Boss byMikeRoyko jacket.jpg
Author Mike Royko
Country United States
Language English
Genre non-fiction
Publisher E.P. Dutton & Co. (hardcover), Signet/New American Library (paper)
Publication date
1971
LC Class 79-133585

Boss: Richard J. Daley of Chicago is a 1971 non-fiction book by Chicago Daily News columnist Mike Royko, about six-term Chicago mayor Richard J. Daley (1902-1976) and the political machine and municipal government over which Daley presided.

Boss outlines Daley's Irish working-class origins and his step-by-step rise through the rough-and-tumble hierarchy of the Chicago Democratic party machine, until he was first elected mayor in 1955 and went on to become influential in national politics. The book describes patronage and political strong-arm tactics in vivid detail and contains stinging depictions of precinct captains, aldermen, bureaucrats, judges, the Chicago Police Department, and of Daley himself. The final chapters cover the turbulent 1960s, with civil rights unrest, violent confrontations between protesters and authorities, and the notorious, rowdy Chicago Democratic convention in 1968. The book concludes in 1970 with a determined, unrepentant Mayor Daley still in office.
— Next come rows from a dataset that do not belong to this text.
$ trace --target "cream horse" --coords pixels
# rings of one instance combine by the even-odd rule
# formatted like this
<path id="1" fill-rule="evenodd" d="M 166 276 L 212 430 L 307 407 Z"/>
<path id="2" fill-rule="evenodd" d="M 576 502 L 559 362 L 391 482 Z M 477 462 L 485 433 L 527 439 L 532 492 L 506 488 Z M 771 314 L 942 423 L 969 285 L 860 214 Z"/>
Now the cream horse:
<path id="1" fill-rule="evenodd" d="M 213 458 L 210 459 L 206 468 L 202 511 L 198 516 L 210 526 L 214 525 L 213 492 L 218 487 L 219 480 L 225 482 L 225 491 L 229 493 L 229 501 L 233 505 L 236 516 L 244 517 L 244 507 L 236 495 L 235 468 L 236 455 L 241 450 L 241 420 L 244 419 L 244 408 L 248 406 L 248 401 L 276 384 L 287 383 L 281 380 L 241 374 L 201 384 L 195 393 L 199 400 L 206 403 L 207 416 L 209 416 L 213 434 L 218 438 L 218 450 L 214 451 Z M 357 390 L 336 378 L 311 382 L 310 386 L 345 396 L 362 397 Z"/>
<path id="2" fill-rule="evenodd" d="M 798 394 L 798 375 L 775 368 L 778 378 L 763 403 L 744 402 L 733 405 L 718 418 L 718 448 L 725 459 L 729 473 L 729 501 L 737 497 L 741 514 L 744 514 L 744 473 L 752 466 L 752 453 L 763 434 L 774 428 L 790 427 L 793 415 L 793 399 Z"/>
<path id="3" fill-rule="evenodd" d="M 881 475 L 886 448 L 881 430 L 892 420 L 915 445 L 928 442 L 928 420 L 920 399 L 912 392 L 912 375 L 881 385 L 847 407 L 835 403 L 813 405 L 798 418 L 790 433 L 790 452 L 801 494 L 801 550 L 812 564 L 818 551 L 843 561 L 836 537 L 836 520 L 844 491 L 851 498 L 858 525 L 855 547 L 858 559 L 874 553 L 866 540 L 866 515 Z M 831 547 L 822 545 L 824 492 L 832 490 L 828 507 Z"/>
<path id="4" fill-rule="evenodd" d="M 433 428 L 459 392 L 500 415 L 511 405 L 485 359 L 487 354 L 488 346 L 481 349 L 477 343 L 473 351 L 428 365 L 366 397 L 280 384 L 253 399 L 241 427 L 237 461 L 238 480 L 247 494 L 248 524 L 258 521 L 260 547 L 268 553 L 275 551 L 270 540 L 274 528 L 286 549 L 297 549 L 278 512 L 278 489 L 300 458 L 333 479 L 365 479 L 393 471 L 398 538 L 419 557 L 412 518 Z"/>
Public and critical reception of Boss was solidly favorable and the book spent 26 weeks on the New York Times Best Seller list, from April 4 through September 26, 1971.

Writing in the The New York Times, Studs Terkel praised Royko as "Chicago's most incisive and impertinent journalist since Finley Peter Dunne" and added "only he could have written this book". Royko, said Terkel, writes with "a street wit, an elegant irony and a cool, though far from detached, indignation" to produce "a stunning portait" that "probes not only into the psyche of a neighborhood bully but into the nature of the city that has so honored him".